The second and third lines in my M code below (Source and Table2_Table) are what is generated from the above steps and gets me to the table and loads it. These will be different for you, based on your source info. Your source path and file info and table names will be different.
let
Source = Excel.Workbook(File.Contents("mypath\myfile.xlsx"), null, true),
Table2_Table = Source{[Item="Table2",Kind="Table"]}[Data],
#"Generate Dates" = List.Generate(()=> Date.From(List.Min(Table2_Table[Date])), each _ <= Date.From(List.Max(Table2_Table[Date])), each Date.AddDays(DateTime.Date(_), 1)),
#"Converted to Table" = Table.FromList(#"Generate Dates", Splitter.SplitByNothing(), {"Date"}, null, ExtraValues.Error),
#"Merged Queries" = Table.NestedJoin(#"Converted to Table",{"Date"},Table2_Table,{"Date"},"Converted to Table",JoinKind.LeftOuter),
#"Expanded Converted to Table" = Table.ExpandTableColumn(#"Merged Queries", "Converted to Table", {"Quantity"}, {"Quantity"})
in
#"Expanded Converted to Table"
I get this table as output:
Which I can then use in PowerBI. For example, in a table like this:
P.S. I noticed that when using this in PowerQuery from within Excel only and not from within PowerBI, I need to explicitly change the type for the date fields or else the merge won't work right and the Quantity numbers won't appear.
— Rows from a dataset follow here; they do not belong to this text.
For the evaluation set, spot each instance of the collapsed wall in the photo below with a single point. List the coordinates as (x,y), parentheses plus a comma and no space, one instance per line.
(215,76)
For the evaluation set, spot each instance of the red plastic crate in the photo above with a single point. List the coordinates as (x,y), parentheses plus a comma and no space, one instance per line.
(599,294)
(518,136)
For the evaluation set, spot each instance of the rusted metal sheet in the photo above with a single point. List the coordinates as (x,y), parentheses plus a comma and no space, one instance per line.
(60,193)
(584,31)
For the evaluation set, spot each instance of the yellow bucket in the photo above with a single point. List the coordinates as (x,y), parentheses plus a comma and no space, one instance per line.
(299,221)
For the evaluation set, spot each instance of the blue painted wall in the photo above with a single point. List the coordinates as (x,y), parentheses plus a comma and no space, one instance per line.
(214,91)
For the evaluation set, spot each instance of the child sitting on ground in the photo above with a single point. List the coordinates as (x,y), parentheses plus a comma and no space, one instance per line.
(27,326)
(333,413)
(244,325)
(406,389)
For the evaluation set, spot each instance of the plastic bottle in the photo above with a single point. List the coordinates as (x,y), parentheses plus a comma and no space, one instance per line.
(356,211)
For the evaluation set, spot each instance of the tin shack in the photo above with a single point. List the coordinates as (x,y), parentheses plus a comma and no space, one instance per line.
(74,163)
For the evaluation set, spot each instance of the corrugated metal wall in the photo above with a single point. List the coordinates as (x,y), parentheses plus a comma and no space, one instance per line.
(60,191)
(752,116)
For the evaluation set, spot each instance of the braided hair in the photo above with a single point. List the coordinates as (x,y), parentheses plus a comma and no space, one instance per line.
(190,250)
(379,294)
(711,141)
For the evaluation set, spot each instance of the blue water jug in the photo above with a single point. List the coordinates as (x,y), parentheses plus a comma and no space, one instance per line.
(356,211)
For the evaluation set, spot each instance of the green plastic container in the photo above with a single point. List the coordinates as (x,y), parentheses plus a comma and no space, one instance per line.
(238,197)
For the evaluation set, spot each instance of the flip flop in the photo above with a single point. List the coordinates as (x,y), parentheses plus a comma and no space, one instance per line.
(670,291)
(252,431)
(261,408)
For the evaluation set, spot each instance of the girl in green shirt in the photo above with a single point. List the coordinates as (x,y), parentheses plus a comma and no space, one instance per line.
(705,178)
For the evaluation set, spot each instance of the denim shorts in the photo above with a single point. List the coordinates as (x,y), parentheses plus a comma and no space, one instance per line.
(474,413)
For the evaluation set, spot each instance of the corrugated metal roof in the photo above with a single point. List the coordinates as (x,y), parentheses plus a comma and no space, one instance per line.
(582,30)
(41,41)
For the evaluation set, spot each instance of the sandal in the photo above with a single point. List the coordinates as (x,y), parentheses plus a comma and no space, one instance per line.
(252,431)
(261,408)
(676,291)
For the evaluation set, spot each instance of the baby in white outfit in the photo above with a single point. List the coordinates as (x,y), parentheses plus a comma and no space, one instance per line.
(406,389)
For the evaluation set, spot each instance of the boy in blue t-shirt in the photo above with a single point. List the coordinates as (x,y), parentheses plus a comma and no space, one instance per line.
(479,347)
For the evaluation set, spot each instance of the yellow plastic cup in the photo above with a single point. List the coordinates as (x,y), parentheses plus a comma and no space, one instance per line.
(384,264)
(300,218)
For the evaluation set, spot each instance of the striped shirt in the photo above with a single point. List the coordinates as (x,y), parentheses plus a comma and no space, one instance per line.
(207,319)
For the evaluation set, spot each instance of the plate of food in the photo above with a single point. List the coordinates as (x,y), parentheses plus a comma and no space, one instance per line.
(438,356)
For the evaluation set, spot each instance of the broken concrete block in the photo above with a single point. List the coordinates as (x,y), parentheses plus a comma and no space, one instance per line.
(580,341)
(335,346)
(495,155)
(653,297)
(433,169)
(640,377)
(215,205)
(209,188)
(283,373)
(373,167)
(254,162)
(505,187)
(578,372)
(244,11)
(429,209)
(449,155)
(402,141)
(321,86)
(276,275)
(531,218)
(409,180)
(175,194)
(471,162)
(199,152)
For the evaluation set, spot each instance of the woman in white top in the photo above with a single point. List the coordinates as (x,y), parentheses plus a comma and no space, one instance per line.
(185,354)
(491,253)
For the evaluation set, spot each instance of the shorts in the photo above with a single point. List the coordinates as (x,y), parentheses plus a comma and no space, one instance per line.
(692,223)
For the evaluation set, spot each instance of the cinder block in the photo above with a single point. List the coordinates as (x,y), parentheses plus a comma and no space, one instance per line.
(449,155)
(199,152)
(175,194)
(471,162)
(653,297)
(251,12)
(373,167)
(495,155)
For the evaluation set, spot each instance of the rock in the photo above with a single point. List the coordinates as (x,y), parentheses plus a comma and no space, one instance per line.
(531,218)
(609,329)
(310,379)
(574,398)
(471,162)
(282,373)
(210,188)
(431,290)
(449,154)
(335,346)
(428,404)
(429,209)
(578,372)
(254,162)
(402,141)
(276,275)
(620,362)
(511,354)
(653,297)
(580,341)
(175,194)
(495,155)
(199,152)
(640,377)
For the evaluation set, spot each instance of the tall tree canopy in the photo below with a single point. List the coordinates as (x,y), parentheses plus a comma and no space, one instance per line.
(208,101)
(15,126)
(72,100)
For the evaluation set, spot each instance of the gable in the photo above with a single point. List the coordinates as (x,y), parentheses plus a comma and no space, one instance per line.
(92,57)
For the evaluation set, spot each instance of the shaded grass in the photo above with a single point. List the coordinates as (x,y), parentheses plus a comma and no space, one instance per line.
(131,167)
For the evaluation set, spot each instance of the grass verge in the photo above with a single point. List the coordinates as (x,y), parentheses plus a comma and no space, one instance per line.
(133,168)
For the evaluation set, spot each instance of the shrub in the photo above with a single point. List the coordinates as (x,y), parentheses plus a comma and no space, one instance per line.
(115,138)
So if doing this only from within Excel and not within PowerBI, this code change seems to work:
let
Source = Excel.CurrentWorkbook(){[Name="Table2"]}[Content],
#"Changed Type" = Table.TransformColumnTypes(Source,{{"Date", type date}}),
#"Generate Dates" = List.Generate(()=> Date.From(List.Min(#"Changed Type"[Date])), each _ <= Date.From(List.Max(#"Changed Type"[Date])), each Date.AddDays(DateTime.Date(_), 1)),
#"Converted to Table" = Table.FromList(#"Generate Dates", Splitter.SplitByNothing(), {"Date"}, null, ExtraValues.Error),
#"Changed Type1" = Table.TransformColumnTypes(#"Converted to Table",{{"Date", type date}}),
#"Merged Queries" = Table.NestedJoin(#"Changed Type1",{"Date"},#"Changed Type",{"Date"},"Converted to Table",JoinKind.LeftOuter),
#"Expanded Converted to Table" = Table.ExpandTableColumn(#"Merged Queries", "Converted to Table", {"Quantity"}, {"Quantity"})
in
#"Expanded Converted to Table"
Of course, it probably wouldn't hurt to explicitly assign the date types when working within PowerBI as well...just in case.